2019 United Kingdom general election

2019 United Kingdom general election

The 2019 United Kingdom general election was held on Thursday, 12 December 2019. The election resulted in the Conservative Party receiving a landslide majority of 80 seats. The Conservatives made a net gain of 48 seats and won 43. 6% of the popular vote – the highest percentage by any party since 1979. Many Conservative gains were made in long-held Labour Leave-voting seats dubbed the’red wall’

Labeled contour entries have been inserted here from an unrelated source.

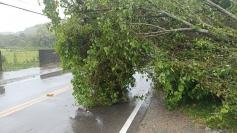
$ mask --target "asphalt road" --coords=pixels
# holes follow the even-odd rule
[[[137,86],[128,94],[141,95],[150,88],[136,74]],[[41,79],[39,76],[0,87],[0,133],[118,133],[137,101],[85,109],[76,106],[72,96],[71,73]],[[47,97],[47,94],[54,94]],[[145,100],[129,126],[129,133],[138,126],[149,105]]]

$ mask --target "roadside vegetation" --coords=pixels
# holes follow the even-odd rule
[[[39,52],[19,49],[0,49],[3,71],[39,66]]]
[[[207,111],[195,118],[213,128],[236,131],[236,0],[44,0],[44,4],[63,68],[72,69],[73,95],[80,105],[126,101],[127,86],[135,83],[132,75],[148,73],[154,89],[164,93],[169,110],[185,107],[184,112],[194,117],[207,105],[218,115]],[[60,7],[66,21],[58,16]]]
[[[46,25],[36,25],[17,33],[0,33],[3,71],[39,66],[39,49],[54,49],[56,38]]]

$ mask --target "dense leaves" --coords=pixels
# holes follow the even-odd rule
[[[237,2],[234,0],[45,0],[74,96],[94,106],[125,100],[132,75],[153,68],[172,110],[189,100],[221,101],[236,112]],[[62,7],[66,22],[61,22]],[[219,119],[219,118],[218,118]]]

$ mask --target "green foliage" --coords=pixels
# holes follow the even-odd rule
[[[38,51],[0,49],[3,71],[19,70],[39,66]]]
[[[45,0],[44,13],[52,20],[48,27],[58,39],[63,67],[73,71],[79,104],[125,100],[132,75],[151,67],[168,109],[215,97],[224,115],[237,104],[237,4],[213,2]]]
[[[222,105],[218,101],[204,99],[199,103],[190,101],[183,104],[180,110],[199,122],[207,123],[213,129],[224,129],[229,132],[236,132],[237,112],[221,114]]]
[[[45,25],[36,25],[15,34],[0,34],[0,48],[55,48],[56,38]]]

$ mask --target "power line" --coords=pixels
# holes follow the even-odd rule
[[[42,15],[42,16],[47,17],[46,15],[44,15],[44,14],[42,14],[42,13],[38,13],[38,12],[35,12],[35,11],[31,11],[31,10],[28,10],[28,9],[25,9],[25,8],[21,8],[21,7],[18,7],[18,6],[13,6],[13,5],[10,5],[10,4],[7,4],[7,3],[3,3],[3,2],[0,2],[0,4],[5,5],[5,6],[10,6],[10,7],[13,7],[13,8],[17,8],[17,9],[20,9],[20,10],[24,10],[24,11],[27,11],[27,12],[31,12],[31,13],[35,13],[35,14],[38,14],[38,15]],[[61,20],[66,21],[66,19],[61,19]]]
[[[38,12],[31,11],[31,10],[28,10],[28,9],[25,9],[25,8],[13,6],[13,5],[10,5],[10,4],[3,3],[3,2],[0,2],[0,4],[5,5],[5,6],[10,6],[10,7],[13,7],[13,8],[17,8],[17,9],[20,9],[20,10],[24,10],[24,11],[27,11],[27,12],[35,13],[35,14],[38,14],[38,15],[46,16],[46,15],[44,15],[42,13],[38,13]]]

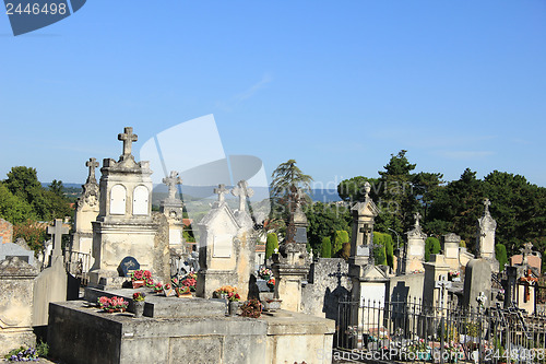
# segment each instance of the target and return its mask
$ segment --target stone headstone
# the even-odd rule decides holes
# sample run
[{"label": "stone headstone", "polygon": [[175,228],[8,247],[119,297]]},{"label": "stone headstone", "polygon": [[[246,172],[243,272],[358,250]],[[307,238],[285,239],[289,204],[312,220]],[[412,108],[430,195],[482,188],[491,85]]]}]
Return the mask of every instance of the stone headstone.
[{"label": "stone headstone", "polygon": [[21,345],[35,347],[33,280],[38,271],[17,257],[0,262],[0,355]]},{"label": "stone headstone", "polygon": [[118,272],[120,277],[129,277],[129,272],[133,270],[139,270],[140,265],[134,257],[124,257],[119,263]]},{"label": "stone headstone", "polygon": [[491,266],[486,259],[472,259],[464,272],[463,306],[478,307],[476,298],[482,294],[487,297],[484,304],[487,308],[491,301]]},{"label": "stone headstone", "polygon": [[461,236],[450,233],[442,236],[442,249],[446,256],[446,262],[453,271],[460,270],[459,262],[459,245],[461,244]]},{"label": "stone headstone", "polygon": [[415,225],[414,228],[406,233],[407,245],[406,245],[406,261],[405,273],[414,271],[423,271],[423,262],[425,261],[425,239],[427,234],[425,234],[419,224],[420,214],[415,214]]},{"label": "stone headstone", "polygon": [[0,245],[0,261],[11,257],[17,257],[19,260],[24,260],[31,266],[34,266],[34,251],[25,249],[21,245],[14,243]]}]

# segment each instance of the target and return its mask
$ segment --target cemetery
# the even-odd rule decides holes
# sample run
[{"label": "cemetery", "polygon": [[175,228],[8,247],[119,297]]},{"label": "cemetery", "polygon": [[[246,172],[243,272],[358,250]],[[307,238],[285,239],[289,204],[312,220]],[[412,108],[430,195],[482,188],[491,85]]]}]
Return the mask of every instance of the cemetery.
[{"label": "cemetery", "polygon": [[168,193],[153,211],[156,172],[135,160],[132,128],[118,140],[122,154],[103,161],[98,181],[100,164],[85,163],[73,231],[56,219],[44,258],[0,221],[0,354],[44,342],[51,360],[82,364],[544,362],[541,258],[527,243],[499,263],[489,199],[475,255],[448,233],[427,257],[424,218],[411,211],[390,267],[376,255],[380,207],[369,183],[348,206],[345,257],[309,251],[306,196],[292,185],[285,237],[265,259],[251,186],[219,184],[192,224],[193,250],[179,173],[163,178]]}]

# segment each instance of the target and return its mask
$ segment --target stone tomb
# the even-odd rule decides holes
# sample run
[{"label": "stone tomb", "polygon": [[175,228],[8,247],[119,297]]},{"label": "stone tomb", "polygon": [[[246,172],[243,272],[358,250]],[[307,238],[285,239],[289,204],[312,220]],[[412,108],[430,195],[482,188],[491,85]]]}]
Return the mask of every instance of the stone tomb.
[{"label": "stone tomb", "polygon": [[[136,258],[142,269],[163,275],[165,269],[154,265],[151,254],[156,245],[158,225],[152,218],[152,171],[149,162],[134,161],[132,142],[138,137],[132,128],[118,136],[123,154],[116,162],[105,158],[99,183],[99,213],[93,222],[93,258],[90,284],[120,287],[117,268],[127,256]],[[161,266],[161,265],[159,265]]]},{"label": "stone tomb", "polygon": [[19,260],[23,260],[34,266],[34,251],[27,249],[26,244],[25,247],[14,243],[4,243],[0,245],[0,261],[11,257],[17,257]]},{"label": "stone tomb", "polygon": [[38,271],[17,257],[0,262],[0,355],[33,345],[33,281]]},{"label": "stone tomb", "polygon": [[[197,295],[210,298],[222,285],[234,285],[247,298],[250,274],[254,268],[256,238],[251,226],[241,226],[227,206],[219,185],[218,200],[199,223],[199,266]],[[241,213],[247,213],[242,211]]]},{"label": "stone tomb", "polygon": [[[133,292],[88,289],[86,298],[117,295],[130,301]],[[52,355],[74,364],[314,364],[330,363],[334,325],[285,310],[258,319],[225,316],[219,300],[150,294],[142,318],[103,313],[82,301],[51,304],[48,342]]]}]

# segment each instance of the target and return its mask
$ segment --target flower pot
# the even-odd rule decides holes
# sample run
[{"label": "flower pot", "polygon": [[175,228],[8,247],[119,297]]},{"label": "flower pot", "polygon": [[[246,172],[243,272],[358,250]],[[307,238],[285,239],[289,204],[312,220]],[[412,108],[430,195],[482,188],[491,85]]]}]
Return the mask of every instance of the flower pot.
[{"label": "flower pot", "polygon": [[133,290],[144,286],[144,281],[133,281]]},{"label": "flower pot", "polygon": [[229,301],[228,315],[237,316],[238,310],[239,310],[239,303],[237,301]]},{"label": "flower pot", "polygon": [[134,301],[133,302],[134,317],[142,317],[142,315],[144,314],[144,305],[145,305],[144,301]]}]

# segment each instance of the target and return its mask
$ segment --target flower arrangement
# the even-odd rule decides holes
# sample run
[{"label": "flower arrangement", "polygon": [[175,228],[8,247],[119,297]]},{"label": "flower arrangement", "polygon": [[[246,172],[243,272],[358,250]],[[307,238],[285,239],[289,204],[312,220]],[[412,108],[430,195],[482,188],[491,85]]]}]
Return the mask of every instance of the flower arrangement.
[{"label": "flower arrangement", "polygon": [[485,293],[479,292],[478,296],[476,297],[476,301],[477,301],[479,307],[484,307],[485,303],[487,302],[487,297],[485,296]]},{"label": "flower arrangement", "polygon": [[190,289],[187,287],[187,286],[180,286],[180,287],[175,287],[175,292],[177,294],[177,296],[179,297],[191,297],[191,292],[190,292]]},{"label": "flower arrangement", "polygon": [[449,279],[459,278],[459,277],[461,277],[461,272],[460,271],[450,271],[448,273],[448,278]]},{"label": "flower arrangement", "polygon": [[258,300],[249,300],[240,307],[241,316],[259,318],[262,315],[262,304]]},{"label": "flower arrangement", "polygon": [[214,291],[214,296],[216,298],[222,298],[222,296],[228,296],[229,293],[237,293],[237,289],[232,285],[223,285]]},{"label": "flower arrangement", "polygon": [[194,278],[186,278],[181,284],[183,286],[187,286],[188,289],[190,289],[191,292],[195,292],[195,287],[198,285],[198,281],[194,279]]},{"label": "flower arrangement", "polygon": [[145,296],[146,296],[146,294],[143,292],[134,292],[133,293],[133,301],[134,302],[142,302],[142,301],[144,301]]},{"label": "flower arrangement", "polygon": [[275,289],[275,279],[274,278],[271,278],[269,281],[268,281],[268,286],[271,291],[273,291]]},{"label": "flower arrangement", "polygon": [[175,294],[175,290],[170,283],[165,283],[163,286],[163,292],[165,293],[165,297],[171,296]]},{"label": "flower arrangement", "polygon": [[107,313],[124,312],[129,302],[124,301],[122,297],[114,296],[108,298],[107,296],[98,297],[98,306]]},{"label": "flower arrangement", "polygon": [[38,353],[36,349],[21,347],[10,351],[4,357],[9,362],[37,362]]},{"label": "flower arrangement", "polygon": [[154,292],[155,293],[162,293],[163,292],[163,283],[162,282],[157,282],[154,284]]},{"label": "flower arrangement", "polygon": [[263,267],[260,268],[260,270],[258,271],[258,275],[260,275],[261,279],[266,281],[270,279],[270,277],[273,275],[273,272],[271,271],[271,269]]},{"label": "flower arrangement", "polygon": [[238,302],[238,301],[240,301],[240,296],[239,296],[239,294],[237,292],[229,292],[227,294],[227,300],[229,302]]}]

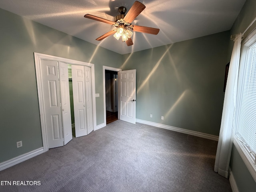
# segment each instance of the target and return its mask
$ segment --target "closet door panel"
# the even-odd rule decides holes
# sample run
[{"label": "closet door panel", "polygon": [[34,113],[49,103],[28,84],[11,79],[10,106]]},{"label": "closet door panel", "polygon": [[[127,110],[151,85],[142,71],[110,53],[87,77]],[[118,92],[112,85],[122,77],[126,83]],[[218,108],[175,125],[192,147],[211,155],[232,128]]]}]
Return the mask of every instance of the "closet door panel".
[{"label": "closet door panel", "polygon": [[60,85],[62,113],[64,145],[72,139],[71,111],[68,84],[68,64],[59,62],[60,84]]},{"label": "closet door panel", "polygon": [[76,137],[87,134],[84,66],[72,65],[72,84]]},{"label": "closet door panel", "polygon": [[40,68],[48,147],[63,146],[58,62],[42,59]]}]

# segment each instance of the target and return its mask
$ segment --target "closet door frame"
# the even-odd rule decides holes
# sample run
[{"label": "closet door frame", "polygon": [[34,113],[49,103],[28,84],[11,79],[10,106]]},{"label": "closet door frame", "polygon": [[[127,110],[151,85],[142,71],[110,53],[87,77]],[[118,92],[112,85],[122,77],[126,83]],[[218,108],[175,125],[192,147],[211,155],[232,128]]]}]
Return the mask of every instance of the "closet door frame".
[{"label": "closet door frame", "polygon": [[40,68],[41,60],[48,60],[59,61],[67,63],[72,65],[78,65],[86,66],[91,68],[92,78],[92,120],[93,130],[96,129],[96,102],[95,99],[95,80],[94,73],[94,65],[91,63],[82,61],[76,61],[70,59],[56,57],[49,55],[34,52],[35,65],[36,67],[36,83],[39,104],[39,111],[40,113],[40,120],[42,130],[42,139],[44,152],[49,150],[47,137],[46,135],[46,128],[45,124],[45,114],[44,108],[43,100],[43,89],[42,82],[42,76]]}]

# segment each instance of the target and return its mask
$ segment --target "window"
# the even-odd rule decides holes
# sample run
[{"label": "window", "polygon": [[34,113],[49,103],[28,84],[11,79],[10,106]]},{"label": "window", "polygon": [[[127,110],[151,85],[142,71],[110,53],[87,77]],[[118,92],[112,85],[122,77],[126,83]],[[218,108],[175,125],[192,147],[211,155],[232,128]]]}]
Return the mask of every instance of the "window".
[{"label": "window", "polygon": [[[254,173],[253,174],[255,175],[256,30],[244,40],[241,53],[234,141],[240,148],[238,150],[242,150],[246,156],[246,161],[250,164],[251,173],[252,170],[254,170]],[[234,143],[236,144],[235,142]]]}]

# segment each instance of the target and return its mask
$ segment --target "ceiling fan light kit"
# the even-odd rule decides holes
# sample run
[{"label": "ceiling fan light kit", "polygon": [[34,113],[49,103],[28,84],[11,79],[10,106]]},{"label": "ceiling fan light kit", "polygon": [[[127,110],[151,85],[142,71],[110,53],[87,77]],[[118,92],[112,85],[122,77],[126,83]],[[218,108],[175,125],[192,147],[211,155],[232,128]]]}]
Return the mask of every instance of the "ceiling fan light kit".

About 2019 United Kingdom general election in brief

Summary 2019 United Kingdom general electionThe 2019 United Kingdom general election was held on Thursday, 12 December 2019. The election resulted in the Conservative Party receiving a landslide majority of 80 seats. The Conservatives made a net gain of 48 seats and won 43. 6% of the popular vote – the highest percentage by any party since 1979. Many Conservative gains were made in long-held Labour Leave-voting seats dubbed the’red wall’ The Labour Party won 202 seats, its lowest number and proportion of seats since 1935. The Scottish National Party made a gain of 13 seats, resulting in 48 out of 59 seats won in Scotland. In Northern Ireland, nationalist MPs outnumbered unionist ones for the first time in history, although the Unionist popular vote remained higher. Boris Johnson won the 2019 Conservative Party leadership election and became Prime Minister on 23 July 2019. May resigned after her party’s poor performance in the 2019 European Parliament election, during the first extension granted by the European Union for negotiations on the withdrawal agreement. Johnson made three attempts to hold a snap election under the process defined in the Fixed-term Parliaments Act 2011, which requires a two-thirds supermajority in order for an election to take place. The House of Commons supported the Early Parliamentary General Election Act 2019 by 438–20, setting the election date for 12 December. On the day of the election, polling stations across the country were open at 7 am, and closed at 10 pm. The deadline for nominations was 14 November 2019, with political parties choosing their candidates for the general election on 15 November.

The general election date was chosen for the election to be held on 9 December 2019, but an attempt to pass an amendment to it by opposition parties failed by 315 votes to 20. The result allowed Johnson a mandate to ensure the UK’s departure from the European EU on 31 January 2020. May lost her majority but was able to resume office as a result of a confidence and supply agreement with Northern Ireland’s Democratic Unionist Party. In July 2019, after May’s resignation, Boris Johnson was elected as Conservative leader and appointed as Prime Minister. Johnson could not induce Parliament to approve a revised withdrawal agreement by the end of October, and chose to call for asnap election. All three attempts failed to gain support: Parliament insisted that Johnson take a no-deal Brexit off the table first and secure a negotiated Withdrawal Agreement, expressed in particular by its enactment against his will of the EU Act 2019. After failing to pass a revised deal before the first Extension’s deadline of 31 October 2019, Johnson agreed to a second extension. Parliament agreed to an extension through the Liberal Democrats on 28 October, with Royal Assent for the EPGEA Act 2019 made the day after the ratification for the ratification of the Act on 30 October. The DUP won a plurality of seats in Northern Ireland. There, the SDLP and Alliance regained parliamentary representation as the DUP lost seats. For the SNP leader, Nicola Sturgeon, her party’s relative success led to renewed calls for a second independence referendum.